# Michelin Star Restaurant Guide Dashboard

## Dataset Attributes

- **Name**: The name of the Michelin-starred restaurant.
- **Address**: The full street address of the restaurant.
- **Location**: The city and country where the restaurant is located.
- **Price**: Price range indicator, using $ symbols (e.g. $$$$ for very expensive).
- **Cuisine**: The type or style of cuisine served at the restaurant.
- **Longitude**: The geographic longitude coordinate of the restaurant's location.
- **Latitude**: The geographic latitude coordinate of the restaurant's location.
- **PhoneNumber**: The contact phone number for the restaurant.
- **Url**: The URL of the restaurant's page on the official Michelin Guide website.
- **WebsiteUrl**: The URL of the restaurant's own official website.
- **Award**: The Michelin star rating awarded to the restaurant (e.g. "3 Stars").
- **GreenStar**: A binary indicator (0 or 1) of whether the restaurant has received a Michelin Green Star for sustainability.
- **FacilitiesAndServices**: A list of amenities and services offered by the restaurant.
- **Description**: A brief description of the restaurant, often including details about the chef and cuisine.

## Dependency

In [None]:
# %pip install -r .\requirements-dev.txt
# %pip install -q pandas plotly dash dash-bootstrap-components pyarrow python-dotenv ipykernel nbformat

# %pip freeze > requirements.txt # WARNING!! run this only on a linux distro or wsl with only prod dependencies

### Imports

In [None]:
import pandas as pd

# import pyarrow as pa
import plotly.express as px
import plotly.io as pio

from pandas import DataFrame
from IPython.core.interactiveshell import InteractiveShell

pio.renderers.default = "notebook_connected"

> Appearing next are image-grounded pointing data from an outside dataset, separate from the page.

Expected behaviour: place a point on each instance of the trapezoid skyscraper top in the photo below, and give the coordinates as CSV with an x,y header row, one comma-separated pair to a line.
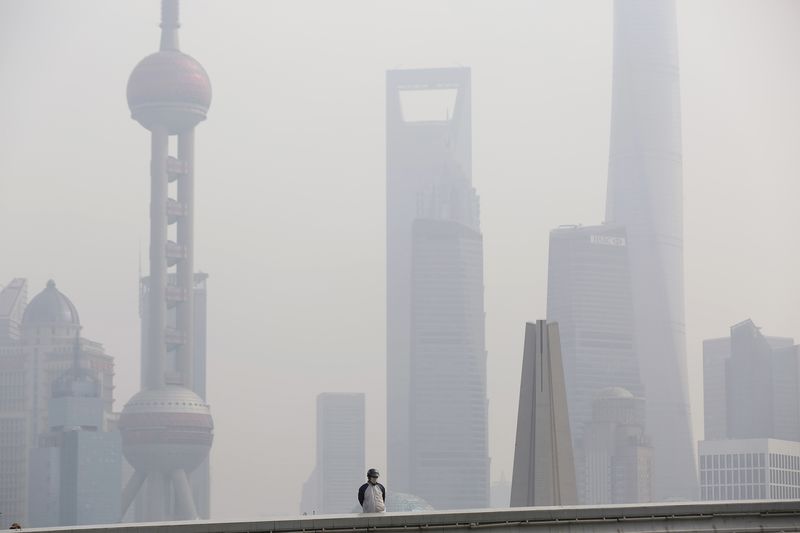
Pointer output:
x,y
645,196
544,471
167,428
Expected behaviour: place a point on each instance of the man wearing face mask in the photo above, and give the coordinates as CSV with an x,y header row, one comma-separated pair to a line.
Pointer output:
x,y
372,495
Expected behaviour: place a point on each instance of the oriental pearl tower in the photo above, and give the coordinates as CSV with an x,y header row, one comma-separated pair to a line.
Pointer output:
x,y
166,428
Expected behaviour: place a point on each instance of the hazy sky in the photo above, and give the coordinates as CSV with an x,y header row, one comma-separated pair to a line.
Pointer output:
x,y
290,220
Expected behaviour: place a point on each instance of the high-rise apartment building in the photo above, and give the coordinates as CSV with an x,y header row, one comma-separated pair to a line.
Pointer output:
x,y
751,385
617,455
436,356
589,296
76,468
39,348
544,472
200,478
340,451
645,188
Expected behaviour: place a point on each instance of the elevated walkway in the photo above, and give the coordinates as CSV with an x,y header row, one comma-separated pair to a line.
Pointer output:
x,y
725,517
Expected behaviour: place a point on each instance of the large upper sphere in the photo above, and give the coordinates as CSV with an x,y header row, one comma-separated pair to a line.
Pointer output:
x,y
169,89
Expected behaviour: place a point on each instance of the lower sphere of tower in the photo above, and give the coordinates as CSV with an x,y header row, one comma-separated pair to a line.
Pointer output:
x,y
166,429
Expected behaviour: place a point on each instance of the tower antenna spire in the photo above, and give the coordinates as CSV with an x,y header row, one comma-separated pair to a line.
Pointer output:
x,y
169,25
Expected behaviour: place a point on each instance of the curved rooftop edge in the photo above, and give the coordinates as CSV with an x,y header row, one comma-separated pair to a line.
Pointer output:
x,y
763,516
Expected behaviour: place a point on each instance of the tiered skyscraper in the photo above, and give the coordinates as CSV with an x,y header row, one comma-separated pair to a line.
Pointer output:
x,y
167,428
436,356
645,195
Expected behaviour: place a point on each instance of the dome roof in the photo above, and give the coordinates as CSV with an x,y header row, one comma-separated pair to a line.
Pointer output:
x,y
50,307
169,88
612,393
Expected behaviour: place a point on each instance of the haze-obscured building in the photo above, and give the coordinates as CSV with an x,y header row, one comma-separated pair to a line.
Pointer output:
x,y
76,469
752,416
617,454
589,296
749,469
751,385
38,348
200,478
437,415
341,437
544,471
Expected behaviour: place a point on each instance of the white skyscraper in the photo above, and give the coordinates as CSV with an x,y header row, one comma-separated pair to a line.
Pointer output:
x,y
645,187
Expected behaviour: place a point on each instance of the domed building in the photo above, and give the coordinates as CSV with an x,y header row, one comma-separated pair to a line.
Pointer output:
x,y
42,356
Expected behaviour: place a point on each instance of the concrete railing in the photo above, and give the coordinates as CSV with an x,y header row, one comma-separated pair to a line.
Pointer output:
x,y
740,517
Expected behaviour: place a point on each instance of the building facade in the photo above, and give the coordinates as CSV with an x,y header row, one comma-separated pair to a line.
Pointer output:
x,y
645,188
749,469
589,296
618,458
751,385
39,347
544,470
436,356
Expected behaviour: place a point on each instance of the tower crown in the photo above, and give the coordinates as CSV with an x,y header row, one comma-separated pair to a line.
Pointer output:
x,y
169,89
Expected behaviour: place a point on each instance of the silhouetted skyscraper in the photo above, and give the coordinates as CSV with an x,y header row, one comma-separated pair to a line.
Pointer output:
x,y
544,471
589,296
645,188
436,358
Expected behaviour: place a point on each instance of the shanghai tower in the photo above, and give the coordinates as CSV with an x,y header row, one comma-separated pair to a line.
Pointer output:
x,y
167,428
645,196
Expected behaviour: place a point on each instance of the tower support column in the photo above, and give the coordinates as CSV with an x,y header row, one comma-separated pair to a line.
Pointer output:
x,y
158,260
185,310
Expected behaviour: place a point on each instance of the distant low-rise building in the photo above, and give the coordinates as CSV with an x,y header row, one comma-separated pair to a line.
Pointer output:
x,y
749,469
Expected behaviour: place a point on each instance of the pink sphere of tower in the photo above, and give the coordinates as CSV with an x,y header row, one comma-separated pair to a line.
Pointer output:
x,y
169,89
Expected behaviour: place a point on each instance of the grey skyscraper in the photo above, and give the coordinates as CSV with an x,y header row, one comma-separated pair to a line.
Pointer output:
x,y
617,455
436,358
340,451
589,296
39,347
751,386
752,407
200,478
544,472
645,196
167,428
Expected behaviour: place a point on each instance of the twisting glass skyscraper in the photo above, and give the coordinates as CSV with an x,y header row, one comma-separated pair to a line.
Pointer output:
x,y
645,196
436,356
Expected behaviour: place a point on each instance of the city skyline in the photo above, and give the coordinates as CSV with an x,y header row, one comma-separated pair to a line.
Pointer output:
x,y
710,308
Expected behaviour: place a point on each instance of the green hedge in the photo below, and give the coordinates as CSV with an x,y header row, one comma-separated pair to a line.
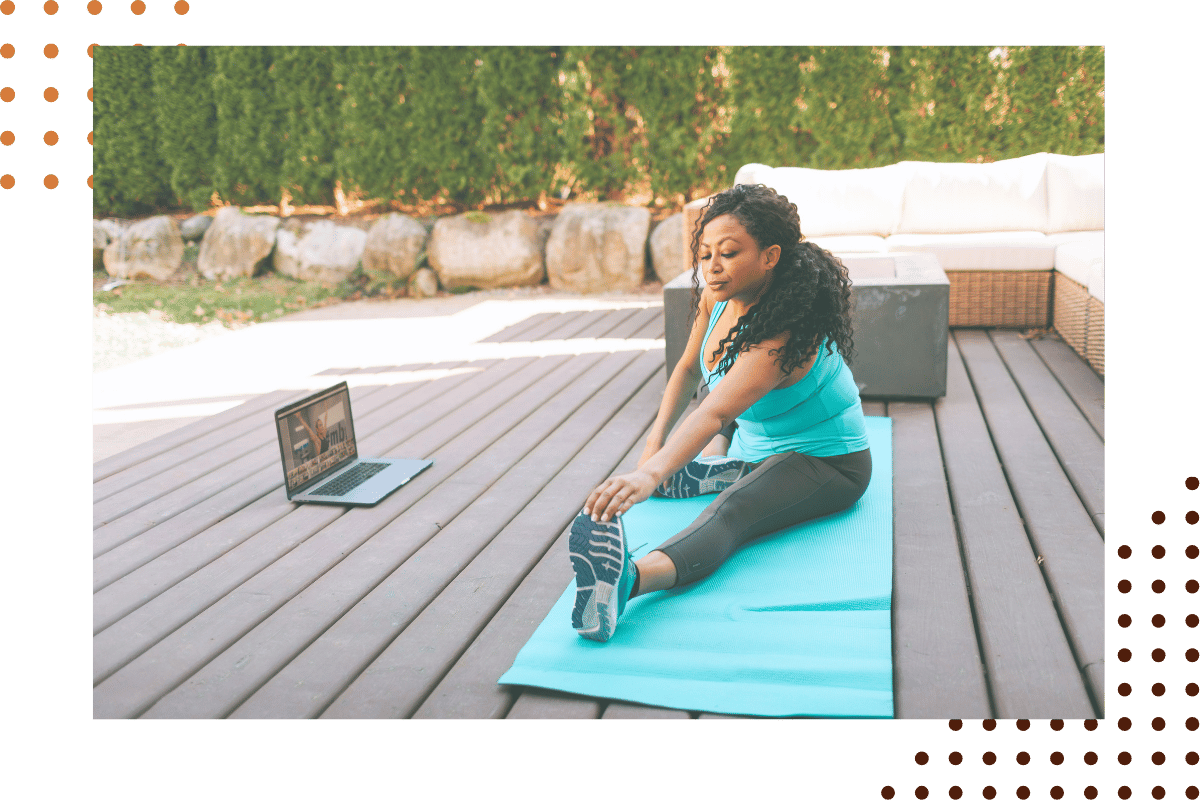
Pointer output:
x,y
498,124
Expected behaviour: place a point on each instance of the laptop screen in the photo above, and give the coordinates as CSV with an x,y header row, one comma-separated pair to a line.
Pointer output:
x,y
316,435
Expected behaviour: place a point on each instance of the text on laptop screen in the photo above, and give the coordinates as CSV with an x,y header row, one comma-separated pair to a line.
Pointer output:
x,y
317,437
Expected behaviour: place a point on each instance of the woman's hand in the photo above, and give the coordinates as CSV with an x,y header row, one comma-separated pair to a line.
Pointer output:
x,y
618,494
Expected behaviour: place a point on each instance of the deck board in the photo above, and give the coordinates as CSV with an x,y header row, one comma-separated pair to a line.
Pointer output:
x,y
939,671
1078,378
1068,548
1031,668
1078,446
214,596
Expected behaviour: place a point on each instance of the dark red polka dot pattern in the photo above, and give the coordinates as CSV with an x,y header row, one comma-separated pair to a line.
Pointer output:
x,y
1161,653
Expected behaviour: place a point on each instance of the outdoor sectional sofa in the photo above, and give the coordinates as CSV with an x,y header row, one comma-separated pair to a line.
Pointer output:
x,y
1021,240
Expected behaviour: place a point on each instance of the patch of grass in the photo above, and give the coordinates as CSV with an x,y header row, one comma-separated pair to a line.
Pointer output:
x,y
237,301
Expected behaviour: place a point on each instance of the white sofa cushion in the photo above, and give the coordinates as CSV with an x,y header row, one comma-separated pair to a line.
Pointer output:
x,y
1083,263
753,174
1096,284
838,202
947,198
1068,236
851,244
1075,193
1005,250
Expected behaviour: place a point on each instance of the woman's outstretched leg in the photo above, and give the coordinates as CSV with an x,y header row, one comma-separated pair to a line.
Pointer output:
x,y
783,491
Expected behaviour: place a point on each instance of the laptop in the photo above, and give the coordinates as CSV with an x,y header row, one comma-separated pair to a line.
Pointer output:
x,y
321,458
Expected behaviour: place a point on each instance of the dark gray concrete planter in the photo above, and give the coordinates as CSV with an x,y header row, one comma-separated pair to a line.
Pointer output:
x,y
901,307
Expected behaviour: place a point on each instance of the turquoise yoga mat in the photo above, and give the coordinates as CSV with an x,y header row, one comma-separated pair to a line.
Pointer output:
x,y
796,624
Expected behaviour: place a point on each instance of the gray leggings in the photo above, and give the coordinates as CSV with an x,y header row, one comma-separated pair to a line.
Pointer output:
x,y
779,492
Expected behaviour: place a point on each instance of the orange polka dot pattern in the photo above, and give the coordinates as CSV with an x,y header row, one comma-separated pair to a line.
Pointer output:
x,y
1123,756
52,50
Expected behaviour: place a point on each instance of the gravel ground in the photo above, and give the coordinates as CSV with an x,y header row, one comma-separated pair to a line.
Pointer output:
x,y
120,338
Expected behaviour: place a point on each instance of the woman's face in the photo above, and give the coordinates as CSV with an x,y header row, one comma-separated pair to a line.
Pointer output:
x,y
732,264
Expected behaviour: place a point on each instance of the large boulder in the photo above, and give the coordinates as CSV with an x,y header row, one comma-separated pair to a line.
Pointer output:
x,y
99,242
423,283
237,244
318,251
666,248
393,245
150,248
598,247
193,227
486,251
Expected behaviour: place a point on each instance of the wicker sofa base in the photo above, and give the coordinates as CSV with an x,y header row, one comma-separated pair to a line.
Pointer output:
x,y
1079,320
1000,299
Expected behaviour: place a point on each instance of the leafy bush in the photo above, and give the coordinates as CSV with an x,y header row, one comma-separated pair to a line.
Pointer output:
x,y
478,125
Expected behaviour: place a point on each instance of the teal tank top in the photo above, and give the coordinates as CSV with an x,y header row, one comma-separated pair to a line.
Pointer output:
x,y
819,415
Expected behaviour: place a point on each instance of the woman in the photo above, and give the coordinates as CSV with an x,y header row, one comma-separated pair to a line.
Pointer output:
x,y
771,340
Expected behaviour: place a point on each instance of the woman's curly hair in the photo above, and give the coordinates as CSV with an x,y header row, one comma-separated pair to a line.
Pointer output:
x,y
808,295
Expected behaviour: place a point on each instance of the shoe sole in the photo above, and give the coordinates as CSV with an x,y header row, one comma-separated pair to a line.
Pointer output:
x,y
598,554
696,479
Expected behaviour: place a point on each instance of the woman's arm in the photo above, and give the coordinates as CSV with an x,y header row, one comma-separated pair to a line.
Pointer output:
x,y
755,373
683,382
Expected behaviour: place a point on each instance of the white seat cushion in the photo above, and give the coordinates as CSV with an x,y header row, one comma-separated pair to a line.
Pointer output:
x,y
1006,250
1075,193
947,198
1096,284
1083,263
839,202
851,244
1068,236
751,174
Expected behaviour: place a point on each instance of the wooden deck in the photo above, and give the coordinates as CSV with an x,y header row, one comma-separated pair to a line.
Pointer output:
x,y
214,596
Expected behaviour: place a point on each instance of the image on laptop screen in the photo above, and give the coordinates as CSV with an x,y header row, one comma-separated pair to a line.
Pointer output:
x,y
317,437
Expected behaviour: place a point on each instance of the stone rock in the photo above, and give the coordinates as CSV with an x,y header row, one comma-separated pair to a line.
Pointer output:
x,y
598,247
486,251
667,250
423,283
193,227
237,245
393,245
318,251
150,248
99,242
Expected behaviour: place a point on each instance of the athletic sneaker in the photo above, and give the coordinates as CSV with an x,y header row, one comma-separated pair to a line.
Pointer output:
x,y
604,576
705,475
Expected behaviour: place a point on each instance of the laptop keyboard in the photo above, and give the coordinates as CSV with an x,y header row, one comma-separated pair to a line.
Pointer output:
x,y
351,479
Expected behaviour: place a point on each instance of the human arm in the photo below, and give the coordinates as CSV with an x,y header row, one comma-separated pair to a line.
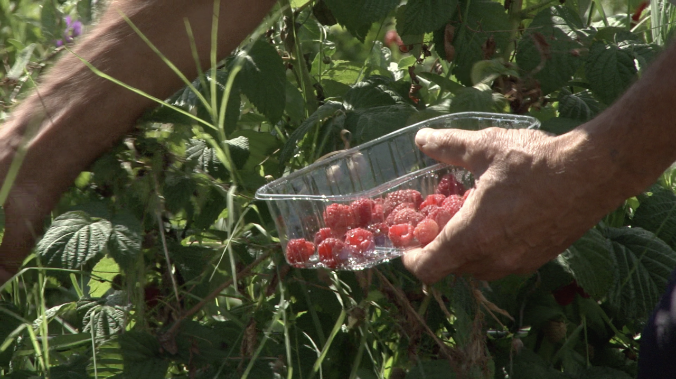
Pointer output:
x,y
536,194
78,115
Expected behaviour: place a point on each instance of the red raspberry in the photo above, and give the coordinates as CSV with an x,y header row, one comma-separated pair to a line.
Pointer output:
x,y
466,195
323,234
360,239
333,252
407,215
452,204
401,235
298,251
435,199
426,231
378,214
363,211
448,185
378,229
339,217
440,215
396,210
405,196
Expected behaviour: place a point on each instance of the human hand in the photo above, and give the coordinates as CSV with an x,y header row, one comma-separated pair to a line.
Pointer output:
x,y
535,195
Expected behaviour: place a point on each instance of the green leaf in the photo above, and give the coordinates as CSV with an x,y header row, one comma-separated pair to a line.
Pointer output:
x,y
444,83
555,62
84,10
645,263
210,209
481,20
239,150
102,277
485,71
124,244
294,103
657,213
50,19
190,261
8,324
202,345
610,71
578,106
599,372
371,123
358,15
643,53
424,16
74,240
265,145
342,72
205,158
528,364
440,369
22,60
109,361
373,92
480,99
263,79
142,357
177,191
591,261
325,111
106,316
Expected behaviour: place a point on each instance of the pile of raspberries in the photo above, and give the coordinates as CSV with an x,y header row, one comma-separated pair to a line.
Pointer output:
x,y
403,217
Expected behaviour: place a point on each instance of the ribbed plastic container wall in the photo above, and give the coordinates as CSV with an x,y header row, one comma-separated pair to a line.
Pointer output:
x,y
372,170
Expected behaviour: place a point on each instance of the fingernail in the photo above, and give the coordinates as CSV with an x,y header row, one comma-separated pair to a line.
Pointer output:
x,y
423,136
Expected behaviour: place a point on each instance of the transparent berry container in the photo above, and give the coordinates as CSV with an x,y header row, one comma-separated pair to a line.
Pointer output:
x,y
375,170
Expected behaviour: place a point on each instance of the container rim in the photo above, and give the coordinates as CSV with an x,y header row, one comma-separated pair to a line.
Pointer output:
x,y
263,193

InteractiveShell.ast_node_interactivity = "all"

pd.set_option("display.max_columns", None)
pd.options.mode.copy_on_write = True

## Dataset

In [None]:
from src.data_cleaning import CSV_PATH, read_csv


df = read_csv(CSV_PATH)

In [None]:
df.head()

## Data cleaning

In [None]:
df.info()

In [None]:
from src.data_cleaning import (
    clean_data,
    select_unique_location_city_where_location_country_is_missing,
)


df_clean = clean_data(df.copy())
df_clean.head()


missing_countries = select_unique_location_city_where_location_country_is_missing(
    df_clean
)
if missing_countries.size > 0:
    missing_countries
    raise Exception("Missing countries found")

### FacilitiesAndServices columns

In [None]:
from src.data_cleaning import get_facilitiesandservices_df


df_facilitiesandservices = get_facilitiesandservices_df(df_clean)
df_facilitiesandservices.head()

### Cuisine columns

In [None]:
from src.data_cleaning import get_cuisine_df


df_cuisine = get_cuisine_df(df_clean)
df_cuisine.head()

## Data quality

### Duplicate rows

#### Primary column

In [None]:
primary_col = df_clean[["Name", "Address"]].value_counts()

if primary_col[primary_col > 1].size > 0:
    primary_col[primary_col > 1]
    raise Exception("Duplicate records found")

### Missing values

In [None]:
_ = df_clean.isna().sum()
_[_ > 0]

## EDA

In [None]:
pd.concat(
    [
        df_clean.describe(include=["object"]).loc[
            :,
            [
                "Location_city",
                "Location_country",
                "Standardized_Price",
                "Award",
            ],
        ],
        df["GreenStar"].astype("object").describe(),
        df_cuisine.describe()["Cuisine"],
        df_facilitiesandservices.describe()["FacilitiesAndServices"],
    ],
    axis=1,
)


### Awards

In [None]:
df_clean.groupby("Award")["Name"].count().sort_values(ascending=False)

## Plots

### Scatter map

In [None]:
from src.figures import award_by_city_scattermap

fig = award_by_city_scattermap(df_clean, "Dubai")
fig.show()


### Bar

In [None]:
from src.figures import awards_by_city_bar


fig = awards_by_city_bar(df_clean, "Dubai")
fig.show()

### Table

In [None]:
# TODO def facilitiesandservices_by_city_table():